Mazzare looked up from under dark brows. “If the Church rejects the help of the USE, it must anticipate a future in which its name becomes an object of acrid hate upon every tongue. All Christendom will know and remember that, at this pivotal moment, our Church became an abattoir, that under Borja, it savagely corrupted the Gospels of love and hope to serve as twisted vindications for untold massacres, persecutions, and pogroms.”

Sharon now understood why Mazzare had not spoken during Wadding’s presentation: his sole objective had been to assure an uninterrupted space in which to summon forth this tidal wave of teetering cause-and-effect dominoes that were poised to fall one after the other in a tumbling chaos of culture-crushing consequences.

“Can we, in good conscience, refuse our non-Catholic brothers the opportunity to become our Good Samaritans, to reach out to us in this dark and dangerous hour? And if they do so, does it not signify that they deserve our love for all the days to come? For, in addition to being our rescuers, they will have shown that they, too, truly aspire to be Christ-like. And once joined by the undeniable proof of our common aspiration, by what reason would we resist the notion that the time is ripe for greater toleration among all Christ’s children?
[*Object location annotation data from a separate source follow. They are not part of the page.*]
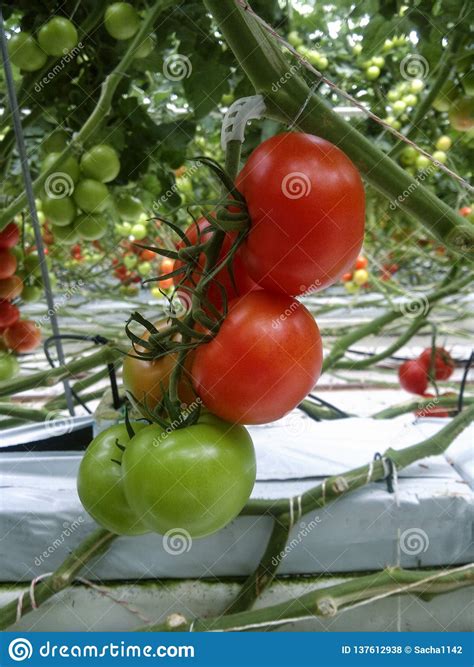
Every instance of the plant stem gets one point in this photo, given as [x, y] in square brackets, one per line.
[264, 65]
[101, 111]
[98, 542]
[329, 601]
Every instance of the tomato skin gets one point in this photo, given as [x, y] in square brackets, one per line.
[200, 233]
[264, 360]
[9, 236]
[100, 482]
[413, 377]
[443, 362]
[7, 264]
[23, 336]
[11, 287]
[196, 479]
[9, 315]
[307, 208]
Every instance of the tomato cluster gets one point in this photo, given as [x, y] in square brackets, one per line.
[17, 335]
[193, 480]
[414, 376]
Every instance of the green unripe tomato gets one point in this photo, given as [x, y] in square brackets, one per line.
[145, 48]
[9, 366]
[25, 53]
[440, 156]
[56, 142]
[100, 482]
[58, 36]
[408, 155]
[372, 72]
[294, 39]
[121, 20]
[59, 211]
[196, 479]
[91, 196]
[444, 143]
[129, 208]
[69, 166]
[138, 231]
[101, 162]
[416, 85]
[422, 162]
[66, 235]
[91, 227]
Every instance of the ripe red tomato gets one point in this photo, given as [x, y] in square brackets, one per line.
[11, 287]
[413, 376]
[7, 264]
[443, 362]
[9, 236]
[307, 209]
[264, 360]
[201, 233]
[361, 262]
[23, 336]
[9, 314]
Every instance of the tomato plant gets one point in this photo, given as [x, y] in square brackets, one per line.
[264, 360]
[100, 482]
[195, 479]
[307, 211]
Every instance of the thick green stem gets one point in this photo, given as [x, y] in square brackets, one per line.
[329, 601]
[265, 66]
[94, 545]
[100, 112]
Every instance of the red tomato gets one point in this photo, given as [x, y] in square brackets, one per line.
[413, 377]
[11, 287]
[9, 236]
[23, 336]
[200, 233]
[361, 262]
[443, 362]
[264, 360]
[307, 209]
[7, 264]
[9, 314]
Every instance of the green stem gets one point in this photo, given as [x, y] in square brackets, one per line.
[265, 65]
[98, 542]
[329, 601]
[100, 113]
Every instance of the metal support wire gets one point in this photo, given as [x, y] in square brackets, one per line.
[13, 102]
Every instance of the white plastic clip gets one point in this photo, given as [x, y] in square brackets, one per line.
[238, 115]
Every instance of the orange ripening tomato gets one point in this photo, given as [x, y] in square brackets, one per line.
[264, 360]
[306, 204]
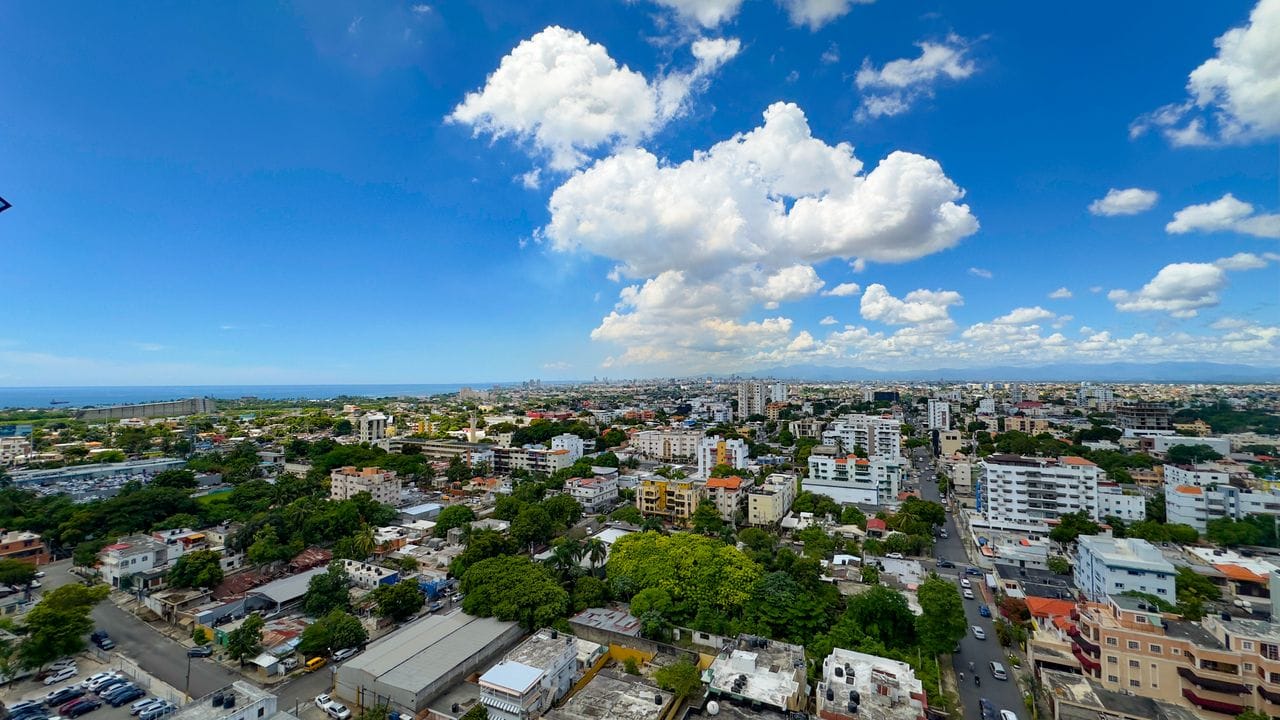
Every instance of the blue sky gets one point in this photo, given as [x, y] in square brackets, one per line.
[479, 191]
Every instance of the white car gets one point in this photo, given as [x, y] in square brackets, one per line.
[64, 674]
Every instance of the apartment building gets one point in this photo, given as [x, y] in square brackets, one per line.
[667, 446]
[21, 545]
[727, 495]
[1025, 493]
[672, 501]
[1144, 417]
[856, 684]
[713, 451]
[371, 427]
[531, 678]
[1215, 668]
[1198, 493]
[571, 443]
[769, 502]
[533, 459]
[383, 486]
[1106, 565]
[854, 479]
[940, 414]
[594, 495]
[881, 436]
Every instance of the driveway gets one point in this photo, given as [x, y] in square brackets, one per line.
[1001, 693]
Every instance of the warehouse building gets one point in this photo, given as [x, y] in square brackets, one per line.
[408, 669]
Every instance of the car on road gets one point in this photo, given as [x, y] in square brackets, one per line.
[64, 674]
[82, 706]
“But these Good Samaritans cannot help us unless we are strong enough to admit our weakness and need, cannot save us unless we give them the chance to embody the very grace we are trying to preserve.”

Wadding stood without waiting for Vitelleschi to recognize him. “If you give the Protestants that chance, I say they will fail. And unless you are privy to God’s Will yourself, Cardinal Mazzare, you must at least admit that the Protestants
may
fail. That is the nature of free will: no true test of virtue can have a guaranteed outcome. And if they fail, they will bring about not only their own spiritual downfall, but our terrestrial destruction.”

Mazzare nodded. “That is true. And if they do fail and thus bring down the pillars of the temple, then let us trust that the Lord Our God will raise up His Church once again, just as He did His Son. But if they do
not
fail—tell me, Cardinal Wadding: how many millions, possibly billions, of lives might our act of hope save, on this and all future days? To risk such a choice is also to keep faith with what Christ tells us: that hope is second only to love—and so, to lose hope, is the greatest sin of all.”